The move is in contrast to what an expert committee of the Securities and Exchange Board of India (Sebi) had recommended in 2018 for China and Hong Kong to be permitted. It had listed 10 permissible jurisdictions, along with the specified stock exchanges with strong anti-money laundering laws, such as the US, the UK, China, Japan, Hong Kong, South Korea, Switzerland, France, Germany, and Canada.
According to the panel, those jurisdictions may be considered that have deep capital markets, high liquidity, and strong listing conditions.
However, the government is of view that permissible jurisdiction for equity and depository receipts (DRs) should remain where eight jurisdictions are there, barring two.
Permissible jurisdictions are the ones that have treaty obligations to share information and cooperate with Indian authorities in the event of an investigation.
Also, investors, brokers, and investment bankers associated with the listing of Indian companies would have to be registered and compliant with all the requirements of the jurisdiction concerned.
Besides, the central government may keep the new route of overseas listing optional by not replacing the existing DR route.
At present, Indian entities are allowed to access foreign capital through American Depository Receipts or the Global Depository Receipt route.
“The direct listing route will be in addition to the existing modes of DR/debt listing of equity shares. Under the new framework, for direct listing of equity shares, the issue of DR will not be a prerequisite. Both modes will co-exist and the issuer may choose either,” says a regulatory source.
The reason for keeping it optional is due to the compliance cost involved and the stringent laws of international exchanges.
“The idea of direct listing suits unicorns and new-age companies ready to bear the high compliance cost and follow the stringent regulation of international exchange standards, such as the US Securities Exchange Commssion. However, for small firms, the DRs are still a better option as they are cost-effective and the rules are comparatively easier and simpler,” says an industry expert.
The existing legal framework doesn’t allow a company incorporated in India to directly list on foreign bourses. Similarly, companies incorporated outside India cannot directly list their equity shares on the Indian stock exchanges.
The Cabinet had approved the direct foreign listing proposal in March. The idea was in line with Sebi panel's recommendations in December 2018.
Currently, India has more than a dozen unicorns and nearly 100 companies with valuation of more than $100 million that could benefit if the framework is implemented.

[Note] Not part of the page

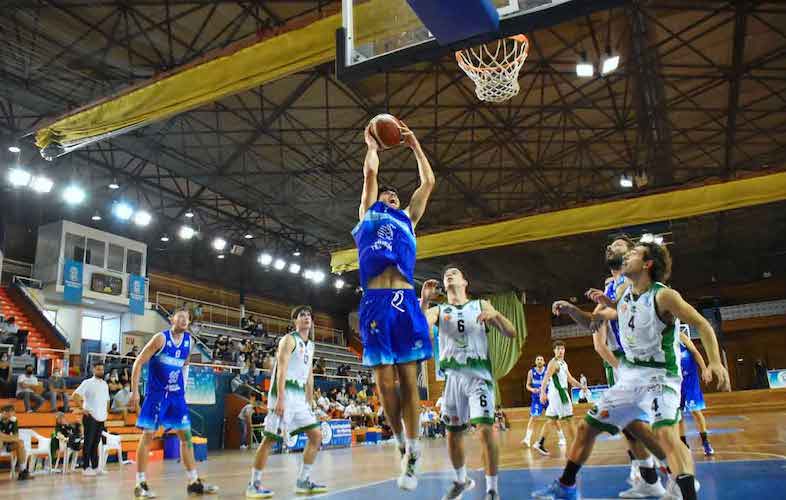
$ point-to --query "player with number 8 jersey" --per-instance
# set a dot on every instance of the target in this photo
(468, 397)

However, there are certain regulations which need to be tweaked to enable companies to list overseas.
For instance, changes need to be made to the Foreign Exchange Management Regulations to allow listing of overseas companies on Indian exchanges. The changes sought include permitting resident Indians to invest and transfer securities of companies incorporated outside India, and allowing companies incorporated outside India to open bank accounts in India denominated in the rupee.